For UGs from other departments and dual degree students, this course
can be a breadth elective.
Students: Arijit Ghosh (03CS3007, Credit), Debapriya
Chatterjee (03CS1017, Credit),
Angik Sarkar (03EE1003, Credit), Anupam Prakash (Credit),
Susmit Kumar Jha (02CS1037, Credit),
Arka Majumdar (03EC1024, Credit),
Rushin Shah (03CS3012), Rahul Gokhale
(05CS6008, Credit),
Hrishikesh Bhattacharya (02CS1010, Credit), Himanshu Sharma (03PH2014, Audit),
Subhankar Mitra (02CS3016, Credit), Amit R. Goyal (02CS3012, Credit).
====================================================
Syllabus:
Mathematical foundations; quantum mechanical principles and concepts; qubits,
quantum entanglement; reversible computation, quantum gates and registers;
universal gates for quantum computation; quantum parallelism and simple
quantum algorithms; quantum Fourier transforms and its applications, quantum
search algorithms; elements of quantum automata and quantum complexity theory;
introduction to quantum error correcting codes; entanglement
assisted communication; elements of quantum information theory and quantum
cryptography.
------------ Main texts:
(0) M. A. Nielsen and I. L. Chuang, Quantum Computation and Quantum
Information, Cambridge University Press, 2000.
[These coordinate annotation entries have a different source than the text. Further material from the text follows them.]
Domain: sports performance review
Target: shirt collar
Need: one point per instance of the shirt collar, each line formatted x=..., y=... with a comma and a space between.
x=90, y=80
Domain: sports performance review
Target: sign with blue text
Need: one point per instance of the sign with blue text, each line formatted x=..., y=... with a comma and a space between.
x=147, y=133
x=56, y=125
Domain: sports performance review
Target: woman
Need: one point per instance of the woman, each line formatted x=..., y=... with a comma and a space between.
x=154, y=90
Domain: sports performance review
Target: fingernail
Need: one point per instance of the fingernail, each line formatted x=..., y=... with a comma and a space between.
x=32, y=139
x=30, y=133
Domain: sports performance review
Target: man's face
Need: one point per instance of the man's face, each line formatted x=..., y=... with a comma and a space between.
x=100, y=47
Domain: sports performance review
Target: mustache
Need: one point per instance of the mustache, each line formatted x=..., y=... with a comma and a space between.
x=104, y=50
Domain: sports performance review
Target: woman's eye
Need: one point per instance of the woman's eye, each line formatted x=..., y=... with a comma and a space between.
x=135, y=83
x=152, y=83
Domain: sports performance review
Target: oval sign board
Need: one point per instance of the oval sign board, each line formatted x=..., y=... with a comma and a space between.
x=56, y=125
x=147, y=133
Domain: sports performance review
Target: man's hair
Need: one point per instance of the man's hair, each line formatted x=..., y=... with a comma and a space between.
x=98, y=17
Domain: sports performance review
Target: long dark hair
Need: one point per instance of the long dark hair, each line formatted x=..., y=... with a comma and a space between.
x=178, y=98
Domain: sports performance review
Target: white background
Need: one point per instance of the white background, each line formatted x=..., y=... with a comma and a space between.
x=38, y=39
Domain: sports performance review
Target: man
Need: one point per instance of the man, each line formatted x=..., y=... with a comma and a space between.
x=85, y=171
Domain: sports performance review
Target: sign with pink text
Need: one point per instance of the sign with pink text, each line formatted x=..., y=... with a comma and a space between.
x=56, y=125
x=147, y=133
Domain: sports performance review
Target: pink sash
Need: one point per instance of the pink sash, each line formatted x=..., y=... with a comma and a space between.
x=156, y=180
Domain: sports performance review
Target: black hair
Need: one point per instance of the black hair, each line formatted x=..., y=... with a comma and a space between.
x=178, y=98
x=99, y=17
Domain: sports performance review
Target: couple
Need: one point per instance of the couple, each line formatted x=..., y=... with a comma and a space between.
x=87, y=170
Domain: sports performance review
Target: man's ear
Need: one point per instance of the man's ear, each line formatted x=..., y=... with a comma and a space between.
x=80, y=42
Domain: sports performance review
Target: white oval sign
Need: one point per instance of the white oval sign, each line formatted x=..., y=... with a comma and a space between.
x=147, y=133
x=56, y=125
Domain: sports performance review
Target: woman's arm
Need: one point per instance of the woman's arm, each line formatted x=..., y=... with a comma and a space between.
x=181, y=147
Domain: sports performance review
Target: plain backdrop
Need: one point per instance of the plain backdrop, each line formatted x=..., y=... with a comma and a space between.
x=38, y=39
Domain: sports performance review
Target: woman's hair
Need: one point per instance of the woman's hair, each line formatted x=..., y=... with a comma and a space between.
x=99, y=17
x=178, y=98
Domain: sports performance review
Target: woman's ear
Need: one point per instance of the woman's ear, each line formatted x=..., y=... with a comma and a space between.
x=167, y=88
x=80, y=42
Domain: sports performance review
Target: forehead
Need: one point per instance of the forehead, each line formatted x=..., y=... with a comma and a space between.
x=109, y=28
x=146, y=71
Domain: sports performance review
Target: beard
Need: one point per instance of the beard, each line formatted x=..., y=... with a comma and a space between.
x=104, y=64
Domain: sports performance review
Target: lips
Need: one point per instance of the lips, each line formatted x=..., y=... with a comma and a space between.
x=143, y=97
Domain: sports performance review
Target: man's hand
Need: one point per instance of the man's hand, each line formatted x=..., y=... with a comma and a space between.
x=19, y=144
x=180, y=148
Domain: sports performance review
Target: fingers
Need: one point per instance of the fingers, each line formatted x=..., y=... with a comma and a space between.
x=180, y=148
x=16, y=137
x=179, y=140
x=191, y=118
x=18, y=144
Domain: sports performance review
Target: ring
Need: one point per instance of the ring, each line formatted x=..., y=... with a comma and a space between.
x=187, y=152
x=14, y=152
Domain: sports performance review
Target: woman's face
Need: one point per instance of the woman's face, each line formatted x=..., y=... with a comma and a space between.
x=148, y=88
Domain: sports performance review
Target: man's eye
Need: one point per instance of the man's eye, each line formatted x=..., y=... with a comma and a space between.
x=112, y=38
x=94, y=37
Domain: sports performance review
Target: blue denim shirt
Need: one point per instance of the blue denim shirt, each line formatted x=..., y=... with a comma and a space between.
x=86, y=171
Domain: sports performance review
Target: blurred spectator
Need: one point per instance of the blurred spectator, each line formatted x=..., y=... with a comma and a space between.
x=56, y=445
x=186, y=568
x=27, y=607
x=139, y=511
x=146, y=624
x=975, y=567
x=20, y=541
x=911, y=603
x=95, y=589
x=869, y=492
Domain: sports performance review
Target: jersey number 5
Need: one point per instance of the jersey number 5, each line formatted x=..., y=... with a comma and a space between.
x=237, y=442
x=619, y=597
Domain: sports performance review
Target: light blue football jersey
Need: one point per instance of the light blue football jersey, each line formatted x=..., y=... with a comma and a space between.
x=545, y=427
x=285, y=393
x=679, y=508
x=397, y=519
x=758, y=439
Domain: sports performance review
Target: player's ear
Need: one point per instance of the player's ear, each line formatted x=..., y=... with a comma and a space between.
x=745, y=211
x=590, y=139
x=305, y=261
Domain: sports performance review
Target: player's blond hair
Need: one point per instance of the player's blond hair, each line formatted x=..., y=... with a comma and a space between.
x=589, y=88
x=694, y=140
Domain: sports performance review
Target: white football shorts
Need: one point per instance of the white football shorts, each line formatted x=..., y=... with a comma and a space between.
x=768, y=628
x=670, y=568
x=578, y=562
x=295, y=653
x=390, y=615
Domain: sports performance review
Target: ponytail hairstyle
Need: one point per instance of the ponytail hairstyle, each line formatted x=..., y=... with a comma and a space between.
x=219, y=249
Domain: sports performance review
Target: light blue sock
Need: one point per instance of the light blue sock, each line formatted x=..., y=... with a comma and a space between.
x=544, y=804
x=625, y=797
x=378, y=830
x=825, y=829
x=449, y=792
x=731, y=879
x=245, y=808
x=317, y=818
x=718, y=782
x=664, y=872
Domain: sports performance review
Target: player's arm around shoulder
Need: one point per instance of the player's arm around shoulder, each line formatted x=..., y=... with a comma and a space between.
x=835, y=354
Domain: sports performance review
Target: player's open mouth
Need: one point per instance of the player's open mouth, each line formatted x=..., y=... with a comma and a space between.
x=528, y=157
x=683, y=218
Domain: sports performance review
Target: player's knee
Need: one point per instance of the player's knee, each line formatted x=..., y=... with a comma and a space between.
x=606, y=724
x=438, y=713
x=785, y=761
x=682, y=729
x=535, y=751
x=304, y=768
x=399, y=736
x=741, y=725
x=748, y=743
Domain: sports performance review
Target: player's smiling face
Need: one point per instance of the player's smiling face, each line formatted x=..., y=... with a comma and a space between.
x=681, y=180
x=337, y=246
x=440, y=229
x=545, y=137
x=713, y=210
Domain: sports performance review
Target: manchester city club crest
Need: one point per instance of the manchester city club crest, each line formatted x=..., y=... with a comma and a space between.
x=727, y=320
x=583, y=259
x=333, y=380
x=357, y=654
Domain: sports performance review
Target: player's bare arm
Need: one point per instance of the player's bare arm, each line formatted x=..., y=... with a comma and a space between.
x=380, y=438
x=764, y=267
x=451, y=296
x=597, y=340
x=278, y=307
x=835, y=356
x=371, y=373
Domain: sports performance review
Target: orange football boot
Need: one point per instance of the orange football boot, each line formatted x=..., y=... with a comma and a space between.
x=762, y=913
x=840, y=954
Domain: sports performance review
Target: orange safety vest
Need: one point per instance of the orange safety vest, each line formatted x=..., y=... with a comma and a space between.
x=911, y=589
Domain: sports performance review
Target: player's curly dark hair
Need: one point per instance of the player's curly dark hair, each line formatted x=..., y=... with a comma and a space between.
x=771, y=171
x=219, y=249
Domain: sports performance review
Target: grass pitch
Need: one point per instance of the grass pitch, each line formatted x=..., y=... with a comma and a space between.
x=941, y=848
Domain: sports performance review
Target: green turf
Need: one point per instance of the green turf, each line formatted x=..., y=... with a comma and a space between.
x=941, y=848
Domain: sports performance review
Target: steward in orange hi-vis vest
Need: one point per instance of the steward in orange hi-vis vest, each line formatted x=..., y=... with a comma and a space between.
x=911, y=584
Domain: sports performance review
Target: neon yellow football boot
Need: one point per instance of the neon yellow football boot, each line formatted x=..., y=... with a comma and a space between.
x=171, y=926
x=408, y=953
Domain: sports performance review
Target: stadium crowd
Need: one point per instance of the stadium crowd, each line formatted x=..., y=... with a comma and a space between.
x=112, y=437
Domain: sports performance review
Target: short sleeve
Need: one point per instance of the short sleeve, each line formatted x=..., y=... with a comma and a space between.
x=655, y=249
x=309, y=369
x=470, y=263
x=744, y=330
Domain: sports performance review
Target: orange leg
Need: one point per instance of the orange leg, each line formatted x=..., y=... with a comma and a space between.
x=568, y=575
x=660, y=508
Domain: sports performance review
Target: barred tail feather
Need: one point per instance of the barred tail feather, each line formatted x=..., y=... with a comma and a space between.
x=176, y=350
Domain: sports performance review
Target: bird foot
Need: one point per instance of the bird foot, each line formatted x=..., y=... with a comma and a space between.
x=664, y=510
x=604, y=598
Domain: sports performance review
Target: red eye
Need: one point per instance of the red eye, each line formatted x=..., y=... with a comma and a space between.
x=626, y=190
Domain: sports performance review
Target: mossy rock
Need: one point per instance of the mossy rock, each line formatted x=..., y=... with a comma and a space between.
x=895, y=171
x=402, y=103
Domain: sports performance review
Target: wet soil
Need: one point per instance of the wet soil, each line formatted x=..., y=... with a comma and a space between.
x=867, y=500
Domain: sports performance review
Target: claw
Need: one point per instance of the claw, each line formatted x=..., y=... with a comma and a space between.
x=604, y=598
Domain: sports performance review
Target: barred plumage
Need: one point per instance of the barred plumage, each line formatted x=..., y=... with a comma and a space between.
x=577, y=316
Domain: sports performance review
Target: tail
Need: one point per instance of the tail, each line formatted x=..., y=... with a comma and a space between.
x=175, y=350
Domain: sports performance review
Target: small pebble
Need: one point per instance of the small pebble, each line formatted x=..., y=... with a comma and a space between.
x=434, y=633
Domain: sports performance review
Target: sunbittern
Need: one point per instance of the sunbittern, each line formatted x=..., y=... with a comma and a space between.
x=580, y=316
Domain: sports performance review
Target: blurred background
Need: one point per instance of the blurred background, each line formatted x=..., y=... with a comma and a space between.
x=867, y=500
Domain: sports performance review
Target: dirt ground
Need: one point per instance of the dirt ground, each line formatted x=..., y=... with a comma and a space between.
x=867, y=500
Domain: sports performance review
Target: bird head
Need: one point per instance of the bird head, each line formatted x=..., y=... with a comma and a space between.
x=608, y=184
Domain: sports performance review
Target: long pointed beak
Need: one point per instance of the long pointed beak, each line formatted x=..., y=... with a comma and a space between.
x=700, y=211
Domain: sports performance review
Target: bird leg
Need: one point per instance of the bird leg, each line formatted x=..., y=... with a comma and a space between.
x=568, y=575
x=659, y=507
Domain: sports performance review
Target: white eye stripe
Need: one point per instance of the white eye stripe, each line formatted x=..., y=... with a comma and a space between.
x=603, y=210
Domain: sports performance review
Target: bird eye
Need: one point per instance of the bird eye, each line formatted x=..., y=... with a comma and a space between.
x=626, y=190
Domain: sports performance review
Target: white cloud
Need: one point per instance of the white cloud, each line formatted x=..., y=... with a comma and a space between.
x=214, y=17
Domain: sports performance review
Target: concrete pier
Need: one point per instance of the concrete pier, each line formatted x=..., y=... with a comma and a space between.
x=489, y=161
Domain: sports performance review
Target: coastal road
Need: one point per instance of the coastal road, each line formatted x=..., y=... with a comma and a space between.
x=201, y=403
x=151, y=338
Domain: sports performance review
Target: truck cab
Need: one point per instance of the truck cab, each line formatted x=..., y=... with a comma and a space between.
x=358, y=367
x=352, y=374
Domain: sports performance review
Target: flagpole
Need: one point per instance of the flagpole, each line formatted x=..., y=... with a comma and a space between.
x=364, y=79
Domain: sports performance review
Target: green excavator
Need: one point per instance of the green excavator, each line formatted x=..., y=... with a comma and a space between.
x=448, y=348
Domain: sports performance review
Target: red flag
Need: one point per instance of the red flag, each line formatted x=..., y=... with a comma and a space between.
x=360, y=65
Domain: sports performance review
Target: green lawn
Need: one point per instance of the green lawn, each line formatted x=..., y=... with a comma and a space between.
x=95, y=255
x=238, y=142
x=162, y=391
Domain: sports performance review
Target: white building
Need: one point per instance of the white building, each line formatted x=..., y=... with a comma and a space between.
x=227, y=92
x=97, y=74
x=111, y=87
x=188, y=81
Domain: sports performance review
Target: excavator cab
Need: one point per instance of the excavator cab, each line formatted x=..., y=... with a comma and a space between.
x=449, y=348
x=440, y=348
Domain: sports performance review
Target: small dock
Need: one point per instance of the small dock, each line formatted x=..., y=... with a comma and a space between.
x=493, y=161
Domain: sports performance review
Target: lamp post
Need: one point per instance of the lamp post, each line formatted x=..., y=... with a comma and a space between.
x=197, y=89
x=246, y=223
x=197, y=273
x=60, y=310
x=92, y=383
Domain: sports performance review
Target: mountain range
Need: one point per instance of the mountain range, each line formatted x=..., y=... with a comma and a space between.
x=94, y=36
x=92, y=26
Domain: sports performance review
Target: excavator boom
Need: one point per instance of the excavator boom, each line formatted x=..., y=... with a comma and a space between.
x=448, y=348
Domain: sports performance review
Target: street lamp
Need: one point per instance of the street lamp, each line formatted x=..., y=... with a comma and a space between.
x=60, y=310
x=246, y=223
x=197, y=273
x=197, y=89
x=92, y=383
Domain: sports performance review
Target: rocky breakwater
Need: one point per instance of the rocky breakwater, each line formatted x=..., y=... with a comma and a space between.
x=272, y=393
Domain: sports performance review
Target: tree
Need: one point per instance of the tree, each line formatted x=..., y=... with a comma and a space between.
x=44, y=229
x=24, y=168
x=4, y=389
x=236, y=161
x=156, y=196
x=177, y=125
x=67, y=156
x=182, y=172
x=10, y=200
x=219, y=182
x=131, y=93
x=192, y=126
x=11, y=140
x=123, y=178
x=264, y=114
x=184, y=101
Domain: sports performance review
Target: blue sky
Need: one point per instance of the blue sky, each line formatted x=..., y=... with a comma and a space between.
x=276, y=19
(1) Jozef Gruska, Quantum Computing, McGraw Hill, 1999.
-----------
References:
(00) Lecture notes by John Preskill.
http://www.theory.caltech.edu/people/preskill/ph229/
(01) Lecture Notes by N. D. Mermin.
http://people.ccmr.cornell.edu/~mermin/qcomp/CS483.html
(02) Chris. J. Isham, Lectures on Quantum Theory: Mathematical and
Structural Foundations, Imperial College Press, 1995
(03) D. Bouwmeester, A. Ekert and A. Zeilinger, editors,
The Physics of Quantum Information, Springer, 2000
(04) H.-K. Lo, S. Popesku and T. Spiller, Editors, Introduction to
Quantum
Computation and Information, World Scientific, 1998
(05) M. D. Srinivas, Measurements and Quantum Probabilities,
Universities Press (India), 2001
(06) I. N. Herstein, Topics in Algebra, 2nd Edition,
John Wiley and Sons, 1999
(07) E. Kreyszig, Introductory Functional Analysis with Applications,
John Wiley and Sons, 1978
(08) R. Bhatia, Matrix Analysis, Springer, 1997
(09) Paul R. Halmos, Finite dimensional vector spaces, Princeton Univ.
Press.
(10) Bela Bollobas, Linear Analysis, Cambridge University Press, 1990.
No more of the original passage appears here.